EU NÃO VIM FAZER UM DISCURSO, Gabriel Garcia Marques

 

EU NÃO VIM FAZER UM DISCURSO, Gabriel Garcia Marques, tradução de Eric Nepomuceno, Rio de Janeiro, Record,  2011

EU NÃO VIM FAZER UM DISCURSO, Gabriel Garcia Marques, tradução de Eric Nepomuceno, Rio de Janeiro, Record, 2011.

A obra de Gabriel Garcia Marques mostra o amor sem quartel à literatura, ao desbaste da gramática pomposa, ao fio da meada nítido, a paixão pelo jornalismo que marcou sua escrita ligeira e translúcida. O escritor nasceu pronto, sempre escreveu para ser lido por todos, conduzindo a trama pela superfície do fácil entender, mas revelando ciências que outros gastariam muitas vezes mais para mostrar.

O livro “Eu não vim fazer um discurso” reúne quase tudo que ele usou pra encantar as plateias, quando se viu obrigado a fazer discursos, ao lhe darem prêmios pela sua obra. Equivale a dizer: quando se sentiu obrigado a cometer duplo pecado. Pois prometera a si nunca receber prêmios e nem fazer discursos (página 18).

O livro se compõe de 21 discursos concisos para que cada ouvinte na plateia não tivesse tempo de abrir a boca enfadado, terminava antes. E fossem assimilados integralmente, pela objetividade. Poucas palavras dizendo muito, que é um princípio do bom jornalismo (e da boa poesia).

Na Academia do Dever em Zapaquirá, Colômbia, em 1944, com 17 anos de idade, por ocasião da despedida da turma no colégio. Em Caracas na Venezuela, 1972, ao receber o prêmio Rômulo Galegos pelo seu livro “Cem Anos de Solidão”. Na cidade do México em 1982, ao receber a Ordem da Águia Azteca. E alguns outros. Como este em Estocolmo na Suécia, em 1982, na cerimônia de entrega do Prêmio Nobel de Literatura. E outro discurso em Estocolmo, também em 1982, em baquete oferecido pelos reis da Suécia em homenagem aos ganhadores do Nobel naquele ano. E o último discurso, em 2007, em Cartagena das Índias, na Colômbia, diante das academias de línguas e dos Reis de Espanha...

Aqui, Gabriel completava 80 anos de vida, 40 anos da publicação de “Cem Anos de Solidão” e 25 do prêmio Nobel. E relembra, no discurso, a dura fase de sua vida quando escrevia seu maior romance, que lhe deu de presente o mundo inteiro.

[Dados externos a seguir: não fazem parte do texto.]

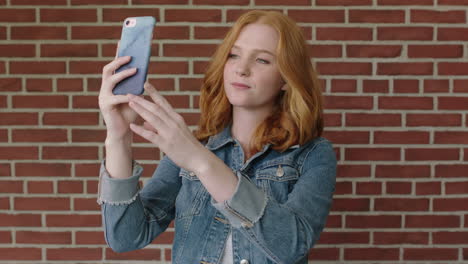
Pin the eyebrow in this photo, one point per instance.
(257, 50)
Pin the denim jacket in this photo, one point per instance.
(276, 214)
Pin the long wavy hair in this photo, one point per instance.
(298, 115)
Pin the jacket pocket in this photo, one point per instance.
(191, 197)
(277, 180)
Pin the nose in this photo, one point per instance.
(242, 68)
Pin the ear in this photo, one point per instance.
(284, 87)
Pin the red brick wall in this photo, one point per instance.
(396, 96)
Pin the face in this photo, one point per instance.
(251, 77)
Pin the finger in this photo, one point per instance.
(109, 68)
(146, 134)
(159, 99)
(152, 108)
(117, 50)
(147, 115)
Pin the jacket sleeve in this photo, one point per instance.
(286, 231)
(133, 218)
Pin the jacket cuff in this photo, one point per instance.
(246, 206)
(118, 191)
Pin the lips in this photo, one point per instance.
(240, 85)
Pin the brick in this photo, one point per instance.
(344, 238)
(38, 2)
(452, 68)
(343, 86)
(18, 119)
(450, 204)
(405, 33)
(142, 254)
(73, 220)
(371, 254)
(280, 2)
(17, 15)
(444, 34)
(39, 85)
(17, 50)
(435, 16)
(431, 120)
(450, 237)
(33, 237)
(74, 254)
(96, 32)
(168, 67)
(405, 68)
(401, 137)
(376, 16)
(38, 33)
(435, 51)
(119, 14)
(86, 204)
(69, 50)
(343, 33)
(90, 238)
(11, 186)
(348, 102)
(71, 119)
(350, 204)
(403, 2)
(347, 137)
(377, 154)
(343, 2)
(40, 187)
(397, 238)
(69, 85)
(430, 254)
(10, 84)
(401, 204)
(226, 2)
(5, 237)
(20, 220)
(459, 86)
(371, 120)
(323, 254)
(189, 50)
(70, 153)
(68, 15)
(41, 203)
(402, 171)
(373, 51)
(17, 153)
(317, 16)
(191, 15)
(37, 101)
(412, 154)
(39, 135)
(406, 86)
(452, 170)
(368, 188)
(20, 254)
(427, 188)
(350, 171)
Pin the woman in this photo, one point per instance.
(255, 182)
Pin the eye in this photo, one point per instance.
(232, 55)
(263, 61)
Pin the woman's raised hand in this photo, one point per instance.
(114, 108)
(166, 129)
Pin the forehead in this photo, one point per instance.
(258, 36)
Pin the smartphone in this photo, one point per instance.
(135, 41)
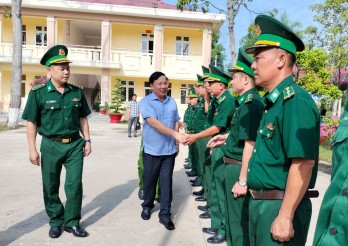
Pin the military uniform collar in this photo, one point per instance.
(276, 92)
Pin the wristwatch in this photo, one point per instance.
(242, 182)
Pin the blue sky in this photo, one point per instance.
(297, 10)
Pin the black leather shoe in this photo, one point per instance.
(203, 208)
(198, 193)
(146, 214)
(77, 231)
(141, 194)
(200, 199)
(55, 232)
(168, 224)
(209, 230)
(216, 239)
(196, 184)
(205, 215)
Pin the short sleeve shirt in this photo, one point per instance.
(156, 143)
(289, 128)
(54, 113)
(245, 122)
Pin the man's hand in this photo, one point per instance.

"Aos meus trinta e oito anos, com quatro livros publicados desde meus vinte anos, me sentei na máquina e escrevi durante dezoito meses. Não deixei de escrever um único dia. Naquele tempo não ganhei um único centavo, nem sei como Mercedes, eu e dois filhos fizemos para sobreviver. (...) Por fim, o livro estava concluído. Era o começo de 1966. Mercedes e eu fomos a uma agência do correio da cidade do México para o enviar para Buenos Aires (onde o editor imprimiria), “Cem anos de Solidão”, um calhamaço com 590 páginas escritas à máquina. Custava para o enviar oitenta e dois pesos, mas só tínhamos cinquenta e três. Então resolvemos mandar a metade das folhas. Por descuido, mandamos a metade errada, o final do livro. Paco Porrua, nosso editor da Sudamericana, ansioso para conhecer a primeira parte (deve ter gostado muito da segunda) remeteu-nos o dinheiro necessário para enviar o resto". 

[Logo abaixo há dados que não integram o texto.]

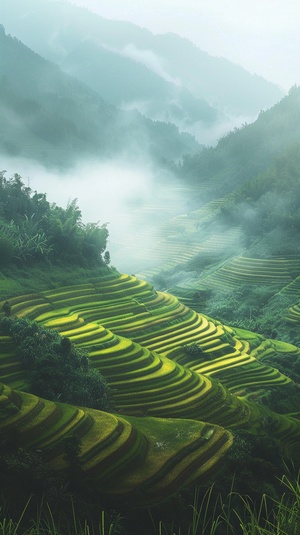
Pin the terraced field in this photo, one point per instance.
(277, 271)
(179, 381)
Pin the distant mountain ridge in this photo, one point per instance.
(165, 76)
(50, 117)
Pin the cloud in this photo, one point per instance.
(134, 198)
(150, 60)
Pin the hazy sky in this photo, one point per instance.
(261, 35)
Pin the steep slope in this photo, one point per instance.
(199, 90)
(51, 117)
(160, 358)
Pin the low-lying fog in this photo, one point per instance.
(134, 198)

Hoje, os leitores de “Cem Anos de Solidão”, se vivessem em um único pedaço de terra, este lugar seria um dos vinte países mais povoados do mundo.Tem mais de 50 milhões de exemplares vendidos e já foi traduzido para 46 línguas diferentes. 

(Apenas para relembrar):

“Cem anos de solidão” se passa no vilarejo fictício de Macondo e acompanha a longa trajetória da família fundadora da cidade, os Buendía... A história é construída a partir do realismo fantástico, corrente literária que mescla realidade com elementos mágicos. (Leia mais em: https://super.abril.com.br/cultura/conheca-a-historia-de-cem-anos-de-solidao-que-vai-virar-serie-na-netflix/)

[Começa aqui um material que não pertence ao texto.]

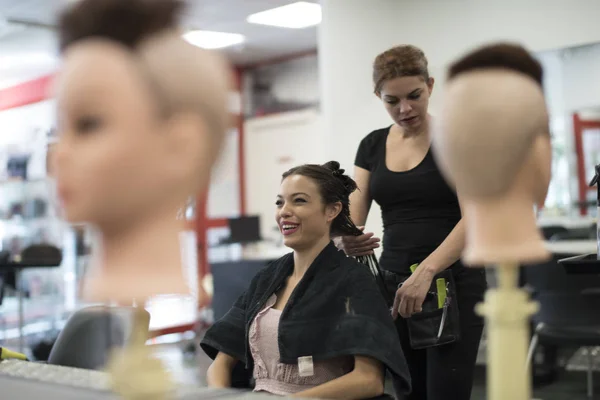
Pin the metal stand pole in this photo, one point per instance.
(21, 311)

Por Antônio FJ Saracura, em 05 de agosto de 2022, em Aracaju.

(PS):

E apenas para contradizer o que falei sobre a translúcida escrita de Gabriel no início desta resenha: O livro “O Outono do Patriarca", do mesmo autor, que foi publicado logo após "Cem a nos de solidão" pareceu-me um bloco de granito de 300 toneladas, eu não consegui ler nem dez páginas seguidas. É poema que chora/canta a solidão do poder, centrado nas contradições das ditaduras latino-americanas; não deu para mim.